Carry a mix: one or two cards plus €100–150 in cash, in small notes (€5 and €10 are useful), and top up every few days. In peak season you might go through €50–100 in cash a day.
Travel Insurance
Get travel insurance before you leave home. Look for cover that includes medical emergencies, lost luggage, trip cancellation, and evacuation if you’re seriously injured. European pilgrims often rely on national health cover, but check what it includes for travel. Non-EU pilgrims should not skip this: getting hurt 20 km from the nearest town is rare but possible. A month of international travel insurance typically costs €20–50.
When to Book (Usually You Don’t)
One of the Camino’s gifts is that you rarely need to book ahead. Most albergues run first-come, first-served, so you can be spontaneous: walk further on a good day, take it easy when your knees complain.
There are exceptions. In peak season (late April to September, and especially July and August), municipal albergues in popular towns can fill by early afternoon. If you’re walking then, start early and aim to arrive by midday, book one night a week at a private albergue to guarantee a bed, or stay flexible, since smaller villages often have space when bigger towns don’t. Private albergues can be booked online (many are listed on Booking.com) and are worth reserving in advance if you need a guaranteed bed or a private room.
Walk outside peak season (October, November, March, April) and you’ll rarely struggle to find a bed. In January and February you’ll have albergues practically to yourself, though many close for the winter.
Pre-Camino Costs
Your daily costs on the trail don’t cover everything. The main one-time expenses are:
- Flights: €100–400 depending on where you fly from and when you book.
- Gear: €200–800 if you already own a backpack and good walking shoes, more if you need to replace them.
- Travel to the start: getting from an airport (often Madrid or Biarritz) to Saint-Jean-Pied-de-Port or your chosen start costs €30–150.
- Credencial (pilgrim passport): €3–5.
- Travel insurance: €20–50.
Expect €400–1,500 in total before you set off, depending on what gear you already own.
When to Go
Best: April–May and September–October.

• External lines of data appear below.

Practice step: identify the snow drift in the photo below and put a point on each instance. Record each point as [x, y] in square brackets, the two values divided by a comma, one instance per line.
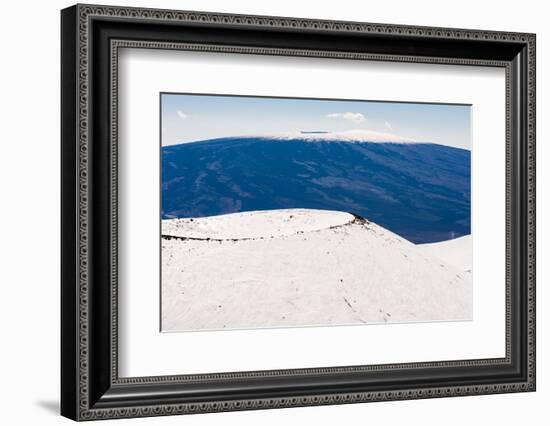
[298, 267]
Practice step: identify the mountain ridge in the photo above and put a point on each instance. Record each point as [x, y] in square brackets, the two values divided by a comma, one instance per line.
[420, 191]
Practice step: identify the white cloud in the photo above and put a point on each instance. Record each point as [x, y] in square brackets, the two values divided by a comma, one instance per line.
[355, 117]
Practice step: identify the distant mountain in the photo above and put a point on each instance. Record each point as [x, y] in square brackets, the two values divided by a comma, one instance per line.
[420, 191]
[297, 267]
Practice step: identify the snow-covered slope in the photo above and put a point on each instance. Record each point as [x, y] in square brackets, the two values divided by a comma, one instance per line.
[356, 135]
[286, 268]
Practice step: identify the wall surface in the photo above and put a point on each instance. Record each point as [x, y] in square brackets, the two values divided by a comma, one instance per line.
[29, 225]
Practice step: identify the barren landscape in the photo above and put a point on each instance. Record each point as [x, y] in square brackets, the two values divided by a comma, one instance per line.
[305, 267]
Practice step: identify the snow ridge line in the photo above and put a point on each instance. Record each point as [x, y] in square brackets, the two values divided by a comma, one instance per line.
[357, 220]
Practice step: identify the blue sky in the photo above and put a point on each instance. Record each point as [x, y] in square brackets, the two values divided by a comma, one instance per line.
[189, 118]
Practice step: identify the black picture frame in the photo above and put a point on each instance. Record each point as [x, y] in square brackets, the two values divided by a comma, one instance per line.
[90, 386]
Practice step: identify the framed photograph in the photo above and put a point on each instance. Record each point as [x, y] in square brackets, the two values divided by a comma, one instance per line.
[263, 212]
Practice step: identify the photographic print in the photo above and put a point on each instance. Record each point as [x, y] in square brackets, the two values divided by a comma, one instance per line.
[293, 212]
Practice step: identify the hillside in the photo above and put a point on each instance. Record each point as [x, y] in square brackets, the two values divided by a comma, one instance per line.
[420, 191]
[301, 267]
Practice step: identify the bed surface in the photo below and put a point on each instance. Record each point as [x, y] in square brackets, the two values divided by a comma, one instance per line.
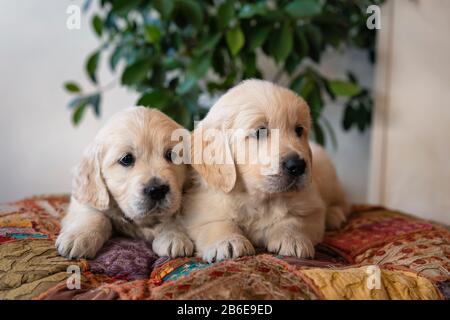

Mild weather, manageable crowds, and time to find beds.
Peak: July–August. Beautiful but hot, crowded, and albergues fill. Expect to pay a little more and wake earlier to secure a bed.
Shoulder: late March, June, November. Quieter and cheaper. Some albergues close seasonally, so check ahead, and November can be wet.
Winter: December to February. Many albergues close, weather is cold and wet, and the route suits only those who genuinely want isolation and a challenge.
The Reality Check
The Camino is affordable, but “cheap” depends on your expectations. A realistic budget for someone who wants to be comfortable, with a good albergue bed, decent food, and a drink in the evening, is €40–60 a day on the trail. That’s less than many people spend on food at home, which is part of why the Camino draws walkers of every income level.